L’apparition de l’individualisme est liée à la négation du domaine supra-individuel. L’individualisme est la négation de tout principe supérieur à l’individualité et la réduction de la civilisation aux éléments purement humains.
“[…] l’on pourraot constater, d’une façon très générale, que l’apparition de doctrines «naturalistes» ou antimétaphysiques se produit lorsque l’élément qui représente le pouvoir temporel prend, dans une civilisation, la prédominance sur celui qui représente l’autorité spirituelle.” (p. 74)

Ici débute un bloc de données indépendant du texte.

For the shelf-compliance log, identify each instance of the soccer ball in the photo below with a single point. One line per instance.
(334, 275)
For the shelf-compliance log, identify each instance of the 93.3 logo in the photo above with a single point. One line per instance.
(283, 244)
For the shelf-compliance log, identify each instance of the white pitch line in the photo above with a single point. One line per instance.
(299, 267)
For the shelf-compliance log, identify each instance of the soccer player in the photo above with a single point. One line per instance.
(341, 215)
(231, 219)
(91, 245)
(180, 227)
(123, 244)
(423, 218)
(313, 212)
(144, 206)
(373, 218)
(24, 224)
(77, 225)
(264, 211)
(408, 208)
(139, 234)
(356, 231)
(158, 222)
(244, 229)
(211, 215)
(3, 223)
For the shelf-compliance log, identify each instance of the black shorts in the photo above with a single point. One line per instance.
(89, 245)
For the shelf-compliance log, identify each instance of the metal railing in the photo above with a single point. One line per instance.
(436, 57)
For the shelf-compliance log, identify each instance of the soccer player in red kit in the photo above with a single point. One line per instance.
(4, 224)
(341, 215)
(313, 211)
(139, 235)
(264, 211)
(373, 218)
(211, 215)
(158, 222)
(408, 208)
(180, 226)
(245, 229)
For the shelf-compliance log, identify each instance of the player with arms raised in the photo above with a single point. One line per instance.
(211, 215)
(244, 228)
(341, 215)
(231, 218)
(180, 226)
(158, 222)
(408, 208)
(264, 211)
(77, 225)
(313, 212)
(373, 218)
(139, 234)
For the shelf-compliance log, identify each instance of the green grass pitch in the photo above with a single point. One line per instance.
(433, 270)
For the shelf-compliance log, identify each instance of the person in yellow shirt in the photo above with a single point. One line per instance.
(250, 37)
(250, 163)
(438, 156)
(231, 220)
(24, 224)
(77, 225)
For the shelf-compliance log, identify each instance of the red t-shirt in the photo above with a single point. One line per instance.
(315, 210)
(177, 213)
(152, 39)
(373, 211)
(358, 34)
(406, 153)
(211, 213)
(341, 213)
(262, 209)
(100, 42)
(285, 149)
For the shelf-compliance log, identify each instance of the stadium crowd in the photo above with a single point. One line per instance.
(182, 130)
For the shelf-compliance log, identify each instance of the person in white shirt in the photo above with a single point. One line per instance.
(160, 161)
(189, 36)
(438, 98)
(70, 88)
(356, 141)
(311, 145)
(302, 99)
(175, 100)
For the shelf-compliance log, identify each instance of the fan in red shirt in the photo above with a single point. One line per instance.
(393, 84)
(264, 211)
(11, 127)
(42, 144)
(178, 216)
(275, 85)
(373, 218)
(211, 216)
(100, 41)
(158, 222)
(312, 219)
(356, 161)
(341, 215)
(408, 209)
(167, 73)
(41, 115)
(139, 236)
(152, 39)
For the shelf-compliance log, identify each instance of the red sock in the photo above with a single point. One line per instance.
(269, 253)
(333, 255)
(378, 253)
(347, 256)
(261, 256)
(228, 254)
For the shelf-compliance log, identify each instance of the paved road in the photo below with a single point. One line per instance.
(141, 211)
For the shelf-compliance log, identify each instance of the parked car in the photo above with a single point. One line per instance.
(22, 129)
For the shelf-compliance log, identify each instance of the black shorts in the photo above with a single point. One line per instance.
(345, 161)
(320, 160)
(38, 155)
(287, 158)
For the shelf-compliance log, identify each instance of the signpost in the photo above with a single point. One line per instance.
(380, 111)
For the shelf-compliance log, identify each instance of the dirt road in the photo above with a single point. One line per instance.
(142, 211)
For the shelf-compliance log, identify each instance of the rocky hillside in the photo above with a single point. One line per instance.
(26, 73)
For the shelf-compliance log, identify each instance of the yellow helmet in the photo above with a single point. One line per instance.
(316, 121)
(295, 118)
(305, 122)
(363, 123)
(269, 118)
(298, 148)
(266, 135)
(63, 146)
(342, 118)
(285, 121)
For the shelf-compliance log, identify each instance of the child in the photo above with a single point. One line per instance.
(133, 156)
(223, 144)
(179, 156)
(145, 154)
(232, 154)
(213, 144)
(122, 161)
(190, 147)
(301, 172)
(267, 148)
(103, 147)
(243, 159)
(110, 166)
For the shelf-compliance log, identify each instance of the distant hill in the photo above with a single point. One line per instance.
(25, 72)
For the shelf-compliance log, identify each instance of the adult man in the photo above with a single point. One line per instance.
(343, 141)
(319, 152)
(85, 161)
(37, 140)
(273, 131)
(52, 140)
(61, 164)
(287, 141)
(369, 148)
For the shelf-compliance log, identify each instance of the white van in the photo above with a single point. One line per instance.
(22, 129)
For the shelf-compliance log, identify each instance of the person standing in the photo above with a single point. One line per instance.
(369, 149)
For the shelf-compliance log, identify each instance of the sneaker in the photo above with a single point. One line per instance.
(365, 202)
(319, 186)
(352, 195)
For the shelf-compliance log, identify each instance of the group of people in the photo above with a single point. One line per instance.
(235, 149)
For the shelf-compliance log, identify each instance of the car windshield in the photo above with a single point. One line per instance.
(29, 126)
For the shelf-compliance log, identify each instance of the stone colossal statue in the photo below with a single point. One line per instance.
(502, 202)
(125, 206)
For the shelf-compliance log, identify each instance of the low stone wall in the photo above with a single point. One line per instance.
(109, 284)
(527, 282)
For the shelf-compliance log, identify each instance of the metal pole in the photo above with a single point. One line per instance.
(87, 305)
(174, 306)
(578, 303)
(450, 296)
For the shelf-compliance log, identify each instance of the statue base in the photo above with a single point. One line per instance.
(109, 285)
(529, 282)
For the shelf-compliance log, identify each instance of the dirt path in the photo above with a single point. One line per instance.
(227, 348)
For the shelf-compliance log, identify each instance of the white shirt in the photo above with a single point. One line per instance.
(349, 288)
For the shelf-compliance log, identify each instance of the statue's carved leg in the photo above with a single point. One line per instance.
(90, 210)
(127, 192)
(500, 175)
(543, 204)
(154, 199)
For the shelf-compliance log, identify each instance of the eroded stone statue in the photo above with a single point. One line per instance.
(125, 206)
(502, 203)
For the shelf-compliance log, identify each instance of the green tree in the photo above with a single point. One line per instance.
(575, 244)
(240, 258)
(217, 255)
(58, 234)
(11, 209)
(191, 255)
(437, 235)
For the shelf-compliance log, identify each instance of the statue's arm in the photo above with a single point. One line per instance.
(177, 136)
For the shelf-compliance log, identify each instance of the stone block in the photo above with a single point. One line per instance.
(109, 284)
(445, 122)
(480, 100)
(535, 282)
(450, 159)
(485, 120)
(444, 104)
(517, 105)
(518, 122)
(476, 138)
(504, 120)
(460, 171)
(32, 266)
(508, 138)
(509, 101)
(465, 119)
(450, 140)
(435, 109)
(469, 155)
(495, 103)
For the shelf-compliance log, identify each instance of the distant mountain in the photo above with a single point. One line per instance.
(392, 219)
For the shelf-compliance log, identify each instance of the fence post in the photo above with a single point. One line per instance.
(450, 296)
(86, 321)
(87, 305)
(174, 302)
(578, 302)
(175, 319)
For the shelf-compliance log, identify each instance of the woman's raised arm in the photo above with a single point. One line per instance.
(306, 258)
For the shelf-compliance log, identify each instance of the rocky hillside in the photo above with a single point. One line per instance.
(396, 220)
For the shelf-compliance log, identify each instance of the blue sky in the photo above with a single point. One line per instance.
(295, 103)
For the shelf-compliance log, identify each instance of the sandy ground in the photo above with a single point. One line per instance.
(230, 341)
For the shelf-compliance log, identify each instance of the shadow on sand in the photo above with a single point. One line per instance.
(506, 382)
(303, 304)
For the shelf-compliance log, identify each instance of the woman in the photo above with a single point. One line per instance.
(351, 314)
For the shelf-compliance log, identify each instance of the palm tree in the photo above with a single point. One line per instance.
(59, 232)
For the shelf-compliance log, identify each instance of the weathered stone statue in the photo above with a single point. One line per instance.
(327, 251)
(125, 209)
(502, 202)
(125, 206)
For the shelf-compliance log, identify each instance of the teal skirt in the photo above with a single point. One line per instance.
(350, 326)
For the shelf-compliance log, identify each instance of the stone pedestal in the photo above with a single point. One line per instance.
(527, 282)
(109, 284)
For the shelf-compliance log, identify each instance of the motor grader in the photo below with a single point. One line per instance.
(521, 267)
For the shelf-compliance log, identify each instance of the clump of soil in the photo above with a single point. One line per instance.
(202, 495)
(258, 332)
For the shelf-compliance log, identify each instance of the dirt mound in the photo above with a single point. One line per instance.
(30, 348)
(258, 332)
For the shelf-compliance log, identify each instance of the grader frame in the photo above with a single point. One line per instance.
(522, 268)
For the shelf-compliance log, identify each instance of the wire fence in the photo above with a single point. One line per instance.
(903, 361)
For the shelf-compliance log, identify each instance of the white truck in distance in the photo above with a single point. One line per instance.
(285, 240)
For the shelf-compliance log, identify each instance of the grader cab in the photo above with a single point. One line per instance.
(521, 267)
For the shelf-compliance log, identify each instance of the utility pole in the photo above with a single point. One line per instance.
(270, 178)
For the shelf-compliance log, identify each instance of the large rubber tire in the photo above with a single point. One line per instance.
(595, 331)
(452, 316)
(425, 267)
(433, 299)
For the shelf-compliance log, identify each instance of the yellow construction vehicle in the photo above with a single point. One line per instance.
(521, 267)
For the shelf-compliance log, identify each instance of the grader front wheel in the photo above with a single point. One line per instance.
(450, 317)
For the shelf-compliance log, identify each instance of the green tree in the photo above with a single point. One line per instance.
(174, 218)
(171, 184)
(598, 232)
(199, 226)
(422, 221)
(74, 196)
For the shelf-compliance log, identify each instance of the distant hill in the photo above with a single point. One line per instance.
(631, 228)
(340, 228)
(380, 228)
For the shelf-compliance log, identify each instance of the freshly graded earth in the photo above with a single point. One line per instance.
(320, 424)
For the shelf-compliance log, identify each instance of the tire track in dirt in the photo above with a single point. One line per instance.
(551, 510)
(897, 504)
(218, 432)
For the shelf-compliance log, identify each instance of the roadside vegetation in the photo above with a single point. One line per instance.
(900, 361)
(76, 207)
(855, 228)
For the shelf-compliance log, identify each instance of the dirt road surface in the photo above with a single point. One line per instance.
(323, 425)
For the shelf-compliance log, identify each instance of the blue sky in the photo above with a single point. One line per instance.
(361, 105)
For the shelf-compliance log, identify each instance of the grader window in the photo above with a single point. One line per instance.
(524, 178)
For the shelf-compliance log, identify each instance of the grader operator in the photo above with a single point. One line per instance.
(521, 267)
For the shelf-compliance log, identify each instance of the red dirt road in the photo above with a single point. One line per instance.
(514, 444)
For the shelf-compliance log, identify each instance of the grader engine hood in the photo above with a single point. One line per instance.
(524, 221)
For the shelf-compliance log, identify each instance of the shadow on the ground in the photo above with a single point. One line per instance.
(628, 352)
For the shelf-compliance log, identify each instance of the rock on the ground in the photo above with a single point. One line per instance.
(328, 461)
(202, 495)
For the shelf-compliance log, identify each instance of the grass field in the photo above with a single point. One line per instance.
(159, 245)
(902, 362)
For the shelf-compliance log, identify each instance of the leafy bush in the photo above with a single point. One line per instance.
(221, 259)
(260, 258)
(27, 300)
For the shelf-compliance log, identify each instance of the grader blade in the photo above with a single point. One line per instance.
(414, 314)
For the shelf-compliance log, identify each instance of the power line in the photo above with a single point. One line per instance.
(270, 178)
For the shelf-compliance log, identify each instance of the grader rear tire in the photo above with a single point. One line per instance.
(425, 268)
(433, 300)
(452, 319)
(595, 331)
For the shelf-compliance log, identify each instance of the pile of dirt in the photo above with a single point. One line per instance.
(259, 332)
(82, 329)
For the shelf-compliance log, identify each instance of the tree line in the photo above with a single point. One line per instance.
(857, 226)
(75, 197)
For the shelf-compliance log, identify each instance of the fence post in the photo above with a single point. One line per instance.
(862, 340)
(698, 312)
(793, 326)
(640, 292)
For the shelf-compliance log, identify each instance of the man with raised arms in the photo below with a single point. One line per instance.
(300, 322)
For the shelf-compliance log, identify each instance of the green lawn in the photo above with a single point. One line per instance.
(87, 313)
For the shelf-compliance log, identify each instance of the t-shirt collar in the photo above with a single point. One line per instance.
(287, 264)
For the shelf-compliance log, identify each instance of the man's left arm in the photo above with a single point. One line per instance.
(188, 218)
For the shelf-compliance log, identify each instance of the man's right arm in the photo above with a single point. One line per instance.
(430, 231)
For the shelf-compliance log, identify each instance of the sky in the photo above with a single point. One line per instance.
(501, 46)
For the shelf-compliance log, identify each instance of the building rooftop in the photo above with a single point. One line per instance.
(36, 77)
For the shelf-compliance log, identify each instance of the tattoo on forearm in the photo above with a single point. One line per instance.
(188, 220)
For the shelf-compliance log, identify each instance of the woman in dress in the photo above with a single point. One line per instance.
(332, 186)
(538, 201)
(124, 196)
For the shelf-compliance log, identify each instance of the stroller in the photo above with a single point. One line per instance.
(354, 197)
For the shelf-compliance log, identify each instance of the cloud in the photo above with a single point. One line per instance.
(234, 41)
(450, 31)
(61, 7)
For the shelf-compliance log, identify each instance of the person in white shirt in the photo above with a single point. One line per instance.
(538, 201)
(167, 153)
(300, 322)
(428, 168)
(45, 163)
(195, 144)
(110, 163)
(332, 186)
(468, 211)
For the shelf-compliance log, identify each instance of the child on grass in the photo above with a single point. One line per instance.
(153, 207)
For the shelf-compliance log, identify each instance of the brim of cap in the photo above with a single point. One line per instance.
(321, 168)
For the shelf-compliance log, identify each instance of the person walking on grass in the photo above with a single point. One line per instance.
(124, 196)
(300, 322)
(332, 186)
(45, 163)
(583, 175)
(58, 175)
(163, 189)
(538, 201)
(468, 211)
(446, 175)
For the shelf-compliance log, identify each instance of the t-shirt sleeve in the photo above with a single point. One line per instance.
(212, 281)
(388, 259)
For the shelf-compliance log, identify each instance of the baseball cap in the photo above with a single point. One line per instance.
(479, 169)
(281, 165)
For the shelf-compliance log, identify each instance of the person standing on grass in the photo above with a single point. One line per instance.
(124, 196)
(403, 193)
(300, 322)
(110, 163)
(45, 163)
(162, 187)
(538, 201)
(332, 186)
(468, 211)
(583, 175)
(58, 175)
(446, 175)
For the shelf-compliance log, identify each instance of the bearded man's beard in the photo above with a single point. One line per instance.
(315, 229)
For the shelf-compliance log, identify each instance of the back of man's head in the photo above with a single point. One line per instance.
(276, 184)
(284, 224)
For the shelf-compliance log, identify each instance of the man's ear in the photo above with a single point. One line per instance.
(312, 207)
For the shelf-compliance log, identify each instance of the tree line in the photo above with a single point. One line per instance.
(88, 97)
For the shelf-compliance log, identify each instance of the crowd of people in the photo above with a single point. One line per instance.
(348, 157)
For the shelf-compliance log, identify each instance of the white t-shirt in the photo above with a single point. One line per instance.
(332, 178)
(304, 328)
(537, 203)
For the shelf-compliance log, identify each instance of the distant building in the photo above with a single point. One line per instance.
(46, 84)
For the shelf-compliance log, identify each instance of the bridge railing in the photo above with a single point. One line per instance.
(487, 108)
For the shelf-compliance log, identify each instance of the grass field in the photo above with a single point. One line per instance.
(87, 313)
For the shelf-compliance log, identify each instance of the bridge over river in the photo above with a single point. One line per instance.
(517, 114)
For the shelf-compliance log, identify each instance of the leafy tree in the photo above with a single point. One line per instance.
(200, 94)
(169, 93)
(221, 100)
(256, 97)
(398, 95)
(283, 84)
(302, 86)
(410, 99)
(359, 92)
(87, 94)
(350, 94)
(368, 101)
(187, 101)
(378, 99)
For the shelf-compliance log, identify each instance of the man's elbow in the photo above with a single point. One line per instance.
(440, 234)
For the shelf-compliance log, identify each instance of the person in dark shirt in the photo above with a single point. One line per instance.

“Un autre fait curieux, que nous ne pouvons que signaler en passant, est le rôle important que joue le plus souvent un élément féminin, ou représenté symboliquement comme tel, dans les doctrines des Kshatriyas, qu’il s’agisse d’ailleurs des doctrines constituées régulièrement pour leur usage ou des conceptions hétérodoxes qu’eux-mêmes font prévaloir; il est même à remarquer, à cet égard, que l’existence d’un sacerdoce féminin, chez certains peuples, apparaît comme liée à la domination de la caste guerrière. Ce fait peut s’expliquer, d’une part, par la prépondérance de l’élément «rajasique» et émotif chez les Kshatriyas, et surtout, d’autre part, par la correspondance du féminin, dans l’ordre cosmique, avec Prakriti ou la «Nature primordiale», principe du «devenir» et de la mutation temporelle.” (p. 74-75)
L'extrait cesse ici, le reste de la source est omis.